I use digital humanities projects for my courses whenever feasible and regularly invite public historians as guest speakers to discuss how they utilize material culture in their scholarship. Guest speakers for public history topics included Margaret Weitekamp (NASM), Roger Launius (NASM), Fath Ruffins (NMAH), Steve Velasquez (NMAH) Bill Barry (NASA), Teasel Muir-Harmony (MIT), Shana Klein (UNM), Joan Fragaszy Troyano (GMU), and Sarah Gould (Institute of Texan Cultures).
Last spring semester, I taught a course on Immigration & Oral History for the Public History Program of the University of Maryland, Baltimore County, at Shady Grove, for which students conducted oral histories with immigrants in Montgomery County. With the permission of the participants, most of the interviews were archived at the university’s library. The fact that the oral histories were going to be available to future researchers challenged students to think about their own roles in the creation of history.
For the recent iteration of the Nation & Immigration course, I asked students to propose ideas for an exhibit on immigration at the National Museum of American History. This exercise prompted students to think about history outside of the classroom and consider the challenges of displaying potentially controversial topics in a national museum.
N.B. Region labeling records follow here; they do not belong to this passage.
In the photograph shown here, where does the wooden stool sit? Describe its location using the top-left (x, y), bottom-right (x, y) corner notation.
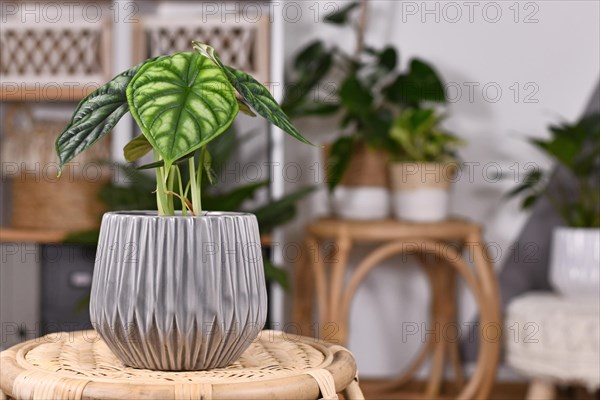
top-left (294, 218), bottom-right (502, 399)
top-left (0, 331), bottom-right (364, 400)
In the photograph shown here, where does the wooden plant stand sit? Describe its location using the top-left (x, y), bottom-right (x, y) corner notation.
top-left (293, 218), bottom-right (502, 399)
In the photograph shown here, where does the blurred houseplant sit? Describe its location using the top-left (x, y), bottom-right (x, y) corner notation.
top-left (388, 108), bottom-right (462, 222)
top-left (56, 42), bottom-right (308, 370)
top-left (510, 114), bottom-right (600, 297)
top-left (282, 1), bottom-right (445, 219)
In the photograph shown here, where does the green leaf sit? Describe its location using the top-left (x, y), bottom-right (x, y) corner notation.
top-left (56, 59), bottom-right (156, 170)
top-left (323, 2), bottom-right (359, 25)
top-left (192, 42), bottom-right (312, 145)
top-left (127, 53), bottom-right (238, 170)
top-left (202, 147), bottom-right (216, 185)
top-left (123, 135), bottom-right (152, 162)
top-left (384, 59), bottom-right (446, 106)
top-left (327, 136), bottom-right (354, 192)
top-left (294, 103), bottom-right (340, 117)
top-left (237, 98), bottom-right (256, 117)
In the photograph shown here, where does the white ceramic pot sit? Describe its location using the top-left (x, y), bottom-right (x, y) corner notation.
top-left (550, 227), bottom-right (600, 298)
top-left (331, 186), bottom-right (390, 220)
top-left (325, 144), bottom-right (390, 220)
top-left (390, 163), bottom-right (456, 222)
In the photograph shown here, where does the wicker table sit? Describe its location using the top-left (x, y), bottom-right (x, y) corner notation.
top-left (294, 218), bottom-right (502, 399)
top-left (0, 331), bottom-right (364, 400)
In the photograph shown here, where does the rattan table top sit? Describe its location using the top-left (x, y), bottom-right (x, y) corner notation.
top-left (0, 331), bottom-right (356, 399)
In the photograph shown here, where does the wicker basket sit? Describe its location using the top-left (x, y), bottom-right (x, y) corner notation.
top-left (2, 105), bottom-right (110, 231)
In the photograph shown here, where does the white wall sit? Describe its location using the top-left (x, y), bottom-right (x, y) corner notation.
top-left (282, 0), bottom-right (600, 376)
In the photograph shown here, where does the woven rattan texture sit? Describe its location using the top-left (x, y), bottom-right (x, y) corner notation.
top-left (21, 331), bottom-right (328, 384)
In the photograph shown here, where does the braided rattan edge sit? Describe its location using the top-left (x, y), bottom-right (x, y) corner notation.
top-left (0, 337), bottom-right (357, 400)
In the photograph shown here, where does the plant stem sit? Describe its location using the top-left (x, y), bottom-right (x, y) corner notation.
top-left (154, 152), bottom-right (169, 215)
top-left (165, 166), bottom-right (175, 215)
top-left (198, 146), bottom-right (207, 215)
top-left (354, 0), bottom-right (368, 61)
top-left (175, 165), bottom-right (187, 217)
top-left (188, 157), bottom-right (199, 215)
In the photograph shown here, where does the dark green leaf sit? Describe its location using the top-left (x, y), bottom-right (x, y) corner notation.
top-left (327, 136), bottom-right (354, 192)
top-left (123, 135), bottom-right (152, 162)
top-left (263, 257), bottom-right (290, 290)
top-left (63, 229), bottom-right (100, 246)
top-left (56, 60), bottom-right (154, 170)
top-left (192, 42), bottom-right (312, 144)
top-left (202, 181), bottom-right (269, 211)
top-left (252, 186), bottom-right (316, 234)
top-left (127, 52), bottom-right (238, 169)
top-left (323, 2), bottom-right (359, 25)
top-left (340, 75), bottom-right (373, 114)
top-left (237, 98), bottom-right (256, 117)
top-left (384, 59), bottom-right (446, 106)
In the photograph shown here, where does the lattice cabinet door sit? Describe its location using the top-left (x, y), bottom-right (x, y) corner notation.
top-left (135, 15), bottom-right (269, 83)
top-left (0, 19), bottom-right (111, 102)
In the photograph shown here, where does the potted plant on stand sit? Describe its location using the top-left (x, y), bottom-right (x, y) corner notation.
top-left (56, 42), bottom-right (308, 370)
top-left (389, 108), bottom-right (462, 222)
top-left (510, 114), bottom-right (600, 301)
top-left (282, 0), bottom-right (445, 219)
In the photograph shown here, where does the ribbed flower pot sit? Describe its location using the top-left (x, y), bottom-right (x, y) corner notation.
top-left (90, 212), bottom-right (267, 371)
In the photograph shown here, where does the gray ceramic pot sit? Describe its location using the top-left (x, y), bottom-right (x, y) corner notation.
top-left (90, 212), bottom-right (267, 371)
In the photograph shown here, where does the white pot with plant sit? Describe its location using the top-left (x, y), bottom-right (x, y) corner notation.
top-left (56, 42), bottom-right (308, 370)
top-left (511, 114), bottom-right (600, 301)
top-left (389, 108), bottom-right (462, 222)
top-left (282, 0), bottom-right (446, 220)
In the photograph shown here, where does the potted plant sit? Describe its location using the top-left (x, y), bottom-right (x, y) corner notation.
top-left (56, 42), bottom-right (308, 370)
top-left (282, 0), bottom-right (445, 219)
top-left (388, 108), bottom-right (461, 222)
top-left (510, 114), bottom-right (600, 298)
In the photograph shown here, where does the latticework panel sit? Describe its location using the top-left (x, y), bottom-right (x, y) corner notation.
top-left (141, 17), bottom-right (269, 82)
top-left (0, 20), bottom-right (110, 101)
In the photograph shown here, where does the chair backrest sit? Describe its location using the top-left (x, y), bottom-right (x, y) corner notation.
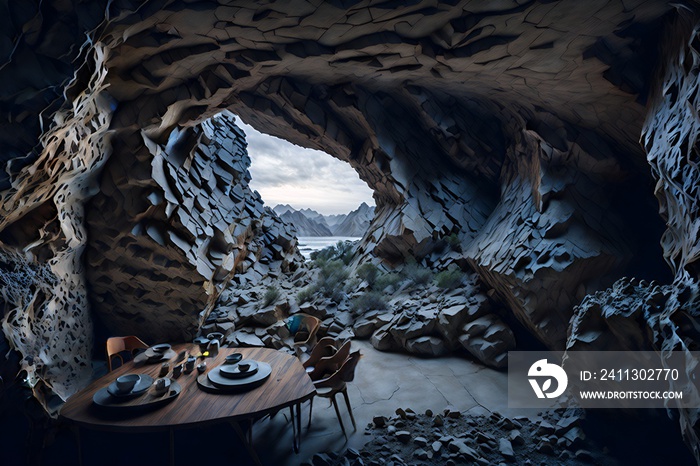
top-left (314, 351), bottom-right (362, 391)
top-left (303, 337), bottom-right (338, 367)
top-left (309, 340), bottom-right (351, 380)
top-left (338, 350), bottom-right (362, 382)
top-left (106, 335), bottom-right (148, 371)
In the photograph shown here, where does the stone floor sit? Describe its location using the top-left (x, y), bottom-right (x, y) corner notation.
top-left (27, 341), bottom-right (536, 466)
top-left (5, 341), bottom-right (693, 466)
top-left (254, 341), bottom-right (537, 466)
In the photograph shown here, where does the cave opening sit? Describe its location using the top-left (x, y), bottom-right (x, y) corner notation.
top-left (236, 113), bottom-right (375, 259)
top-left (0, 2), bottom-right (697, 462)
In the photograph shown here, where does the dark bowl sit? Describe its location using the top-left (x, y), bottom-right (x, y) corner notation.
top-left (207, 332), bottom-right (224, 343)
top-left (226, 353), bottom-right (243, 364)
top-left (151, 343), bottom-right (170, 353)
top-left (192, 337), bottom-right (209, 351)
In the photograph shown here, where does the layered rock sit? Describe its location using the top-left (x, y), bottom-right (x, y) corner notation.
top-left (86, 113), bottom-right (300, 341)
top-left (326, 202), bottom-right (374, 237)
top-left (280, 210), bottom-right (333, 236)
top-left (0, 0), bottom-right (697, 424)
top-left (567, 11), bottom-right (700, 462)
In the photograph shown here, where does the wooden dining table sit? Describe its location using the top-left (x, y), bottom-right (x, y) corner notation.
top-left (60, 344), bottom-right (316, 464)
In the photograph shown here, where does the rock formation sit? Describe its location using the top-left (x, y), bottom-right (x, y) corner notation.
top-left (0, 0), bottom-right (700, 459)
top-left (272, 202), bottom-right (374, 238)
top-left (280, 210), bottom-right (333, 236)
top-left (86, 113), bottom-right (300, 341)
top-left (326, 202), bottom-right (374, 237)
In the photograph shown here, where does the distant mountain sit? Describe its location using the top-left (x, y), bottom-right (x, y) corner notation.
top-left (273, 209), bottom-right (333, 236)
top-left (272, 202), bottom-right (374, 236)
top-left (331, 202), bottom-right (374, 236)
top-left (272, 204), bottom-right (296, 215)
top-left (325, 214), bottom-right (348, 230)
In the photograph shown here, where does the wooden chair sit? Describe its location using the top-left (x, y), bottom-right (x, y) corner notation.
top-left (107, 335), bottom-right (148, 372)
top-left (307, 351), bottom-right (362, 438)
top-left (304, 340), bottom-right (350, 381)
top-left (287, 314), bottom-right (321, 356)
top-left (299, 337), bottom-right (338, 370)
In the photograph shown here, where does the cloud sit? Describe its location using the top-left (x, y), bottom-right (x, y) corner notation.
top-left (236, 119), bottom-right (374, 214)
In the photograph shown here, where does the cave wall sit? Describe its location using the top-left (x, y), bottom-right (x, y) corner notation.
top-left (567, 10), bottom-right (700, 462)
top-left (0, 0), bottom-right (692, 416)
top-left (86, 112), bottom-right (301, 342)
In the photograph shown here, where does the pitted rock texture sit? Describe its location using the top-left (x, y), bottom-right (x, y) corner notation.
top-left (0, 0), bottom-right (692, 416)
top-left (87, 113), bottom-right (302, 341)
top-left (567, 12), bottom-right (700, 462)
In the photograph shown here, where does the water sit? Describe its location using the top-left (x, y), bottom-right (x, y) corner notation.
top-left (298, 236), bottom-right (362, 260)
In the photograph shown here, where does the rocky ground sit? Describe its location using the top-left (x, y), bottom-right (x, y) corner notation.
top-left (201, 240), bottom-right (515, 368)
top-left (307, 408), bottom-right (618, 466)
An assignments for my course on the History of American Popular Culture required students to write a reflective essay about a visit the National Museum of the American Indian in Washington, D.C., after reading an article about its conceptualization. This assignment challenged students to consider the history and meaning of American popular culture in unexpected, yet public, places, as well as the negotiation of “shared authority” between academics and their research subjects.